Friedliebender ist die Rasse der Bernhardinerhunde, die – ebenso wie zwei Schweizer Alpenpässe und Berggipfel – nach St. Bernhard von Menton benannt ist, der dort 962 eine Abtei errichtete. Die Mönche sahen es als ihre Pflicht an, mit Hilfe ihrer Hunde verirrte oder verschüttete Reisende aufzuspüren. Die Dankbarkeit der Geretteten ist nicht gering, und so erhielten die Patres Schenkungen aus ganz Europa.

Vom 13. Jh. an entwickeln sich viele Gasthäuser in den Städten zu Pflegehäusern (unser modernes ‘Hospital‘); dort bemüht man sich um die medizinische Versorgung eigener Bürger, die ‘hospitalisiert‘ (ins Krankenhaus aufgenommen) werden.

Gravur Sankt Julians-Gästehaus

Sobald Reisen für normale Bürger mehr zugänglich wurden, stieg die Zahl kommerzieller Einrichtungen: „Herbergen“ und „Gasthöfe“ auf dem Lande und „Hotels“ (18. Jh.) in den Städten; in Antwerpen u. a. „Le Grand Laboreur“ (Meir) und „Sankt Antonius von Padua“ (am heutigen Groenplaats). Im 19. Jh. schiessen Hotels wie Pilze aus dem Grund, dicht bei grossen Bahnhöfen, so auch im Antwerpener „Statiekwatier“. Durch die Demokratisierung des Reisens nimmt im 20. Jh. die Zahl der (kleinen) Hotels und Pensionen ab, zu Gunsten grosser, neuer Hotelketten. Diese lassen sich (wegen der Mobilität mit dem Auto) häufig am Rande der Stadt nieder, während kleinere Hotels vorzugsweise in das einladende, historische Stadtzentrum ziehen.
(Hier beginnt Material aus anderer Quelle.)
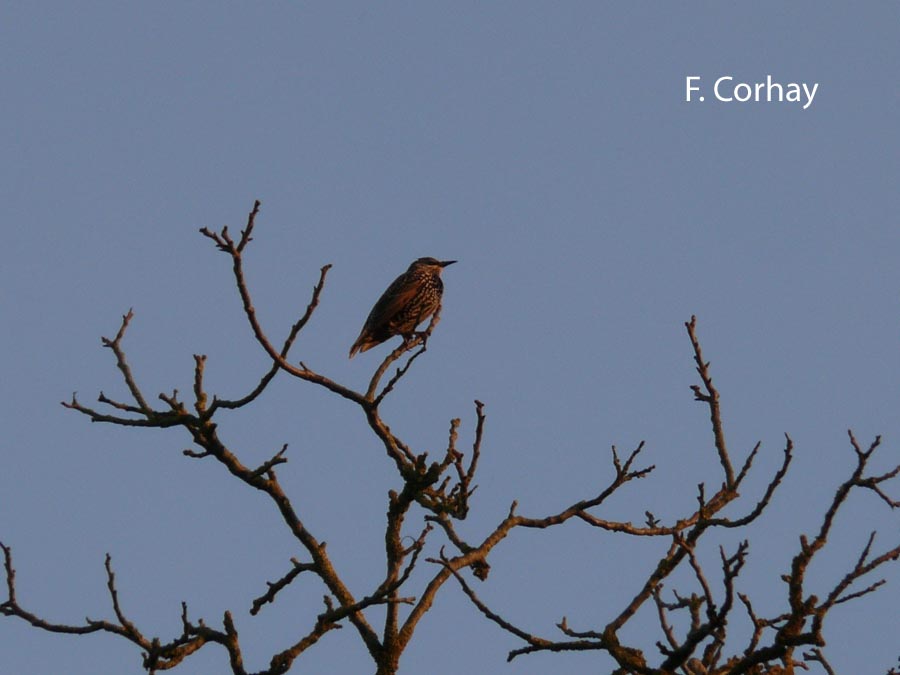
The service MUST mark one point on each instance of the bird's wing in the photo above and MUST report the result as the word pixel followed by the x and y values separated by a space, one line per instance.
pixel 397 296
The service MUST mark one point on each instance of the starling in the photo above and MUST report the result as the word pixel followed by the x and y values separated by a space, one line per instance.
pixel 413 297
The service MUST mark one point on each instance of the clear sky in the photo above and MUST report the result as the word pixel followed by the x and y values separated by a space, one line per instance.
pixel 546 146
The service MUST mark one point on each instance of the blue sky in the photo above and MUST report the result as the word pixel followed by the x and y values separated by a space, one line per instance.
pixel 547 148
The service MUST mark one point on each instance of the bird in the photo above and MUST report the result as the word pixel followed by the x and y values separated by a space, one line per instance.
pixel 412 297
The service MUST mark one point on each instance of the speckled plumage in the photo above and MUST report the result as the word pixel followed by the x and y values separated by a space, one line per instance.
pixel 413 297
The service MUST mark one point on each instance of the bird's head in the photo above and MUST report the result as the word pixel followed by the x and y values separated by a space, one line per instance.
pixel 432 264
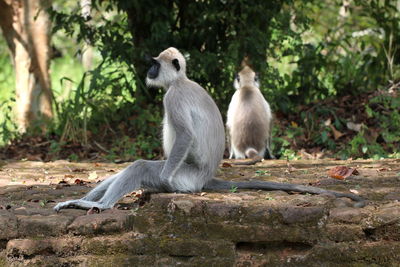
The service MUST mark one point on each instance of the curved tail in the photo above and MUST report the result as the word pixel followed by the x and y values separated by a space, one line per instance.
pixel 217 184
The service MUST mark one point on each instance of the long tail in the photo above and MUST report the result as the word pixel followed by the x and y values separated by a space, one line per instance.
pixel 217 184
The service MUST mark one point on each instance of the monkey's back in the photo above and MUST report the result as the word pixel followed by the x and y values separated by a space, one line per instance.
pixel 206 121
pixel 249 125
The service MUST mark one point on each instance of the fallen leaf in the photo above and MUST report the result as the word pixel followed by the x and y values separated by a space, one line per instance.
pixel 93 176
pixel 78 170
pixel 80 182
pixel 354 126
pixel 226 165
pixel 336 133
pixel 354 191
pixel 342 172
pixel 93 210
pixel 290 168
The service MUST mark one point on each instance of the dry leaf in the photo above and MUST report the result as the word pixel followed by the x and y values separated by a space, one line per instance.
pixel 336 133
pixel 93 210
pixel 93 176
pixel 342 172
pixel 78 170
pixel 354 191
pixel 226 165
pixel 354 126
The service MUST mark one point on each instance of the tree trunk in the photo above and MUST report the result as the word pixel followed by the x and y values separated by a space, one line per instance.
pixel 25 25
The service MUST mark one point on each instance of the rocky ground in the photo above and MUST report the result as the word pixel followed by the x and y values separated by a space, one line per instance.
pixel 234 228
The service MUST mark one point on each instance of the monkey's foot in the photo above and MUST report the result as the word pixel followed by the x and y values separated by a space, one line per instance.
pixel 80 204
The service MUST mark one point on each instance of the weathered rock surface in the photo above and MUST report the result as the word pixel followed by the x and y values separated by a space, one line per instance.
pixel 245 228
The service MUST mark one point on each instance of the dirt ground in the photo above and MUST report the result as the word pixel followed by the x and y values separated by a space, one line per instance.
pixel 234 228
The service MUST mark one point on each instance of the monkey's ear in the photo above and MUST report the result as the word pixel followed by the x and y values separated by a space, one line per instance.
pixel 175 62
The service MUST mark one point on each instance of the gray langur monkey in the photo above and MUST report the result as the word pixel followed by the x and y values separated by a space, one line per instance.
pixel 249 119
pixel 193 142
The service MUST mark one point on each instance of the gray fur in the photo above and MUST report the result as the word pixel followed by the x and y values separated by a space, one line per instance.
pixel 193 141
pixel 249 118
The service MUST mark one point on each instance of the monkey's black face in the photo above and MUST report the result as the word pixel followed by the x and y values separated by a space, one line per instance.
pixel 154 69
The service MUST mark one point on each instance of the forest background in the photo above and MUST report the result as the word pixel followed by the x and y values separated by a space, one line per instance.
pixel 329 69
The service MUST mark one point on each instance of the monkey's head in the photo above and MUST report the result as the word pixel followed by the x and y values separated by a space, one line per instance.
pixel 169 66
pixel 246 77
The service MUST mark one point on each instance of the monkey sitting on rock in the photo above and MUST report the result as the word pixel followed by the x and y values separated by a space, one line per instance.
pixel 193 142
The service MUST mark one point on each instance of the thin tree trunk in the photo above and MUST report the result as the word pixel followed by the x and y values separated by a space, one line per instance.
pixel 25 25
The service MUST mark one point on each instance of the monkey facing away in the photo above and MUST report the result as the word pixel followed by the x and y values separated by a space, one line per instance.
pixel 249 119
pixel 193 142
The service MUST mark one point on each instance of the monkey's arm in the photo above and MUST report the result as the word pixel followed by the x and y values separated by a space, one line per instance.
pixel 181 122
pixel 180 149
pixel 217 184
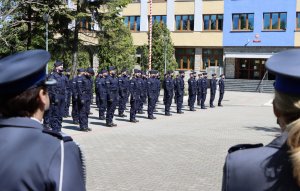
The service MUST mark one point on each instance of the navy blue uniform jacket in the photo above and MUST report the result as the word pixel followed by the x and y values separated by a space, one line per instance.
pixel 30 159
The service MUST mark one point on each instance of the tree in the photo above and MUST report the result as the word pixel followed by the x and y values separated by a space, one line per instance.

Neben den eigenen Einrichtungen für Kampierer und fûr Jugendliche (Jugendherbergen) geniessen Seeleute in der Hafenstadt Antwerpen besondere Aufmerksamkeit. Das erste behördliche Internationale Seemanshaus von 1891 zieht im Jahre 1954 in einen Neubau an der „Falconrui“; es will neutral sein, während die Kirchen in erster Linie für Auffang zum Schutz gegen „sittenlose Verfremdung“ sorgen. Da ab ca. 2000 die Mobilität zu extrem wird, ist ein Wochenend-Verbleib fûr Bootsleute und Fernfahrer nicht mehr möglich. Als Folge schliessen die nationalen Skandinavischen Kirchen in Antwerpen ihre Türen und beendigen 125 Jahre sozialer Dienstleistungen und werden die einst so gastfreien Kirchen von der Hand getan. In ökumenischem Verband arbeiten katholische, anglikanische und protestantische Christen zusammen im Antwerpener Seefahrer-Zentrum, dem „Stella Maris“ Seemannsklub (Italiëlei 72). Das ist ein internationaler Treffpunkt für viele Seeleute die sich fern von zu Hause doch eben heimisch fühlen können.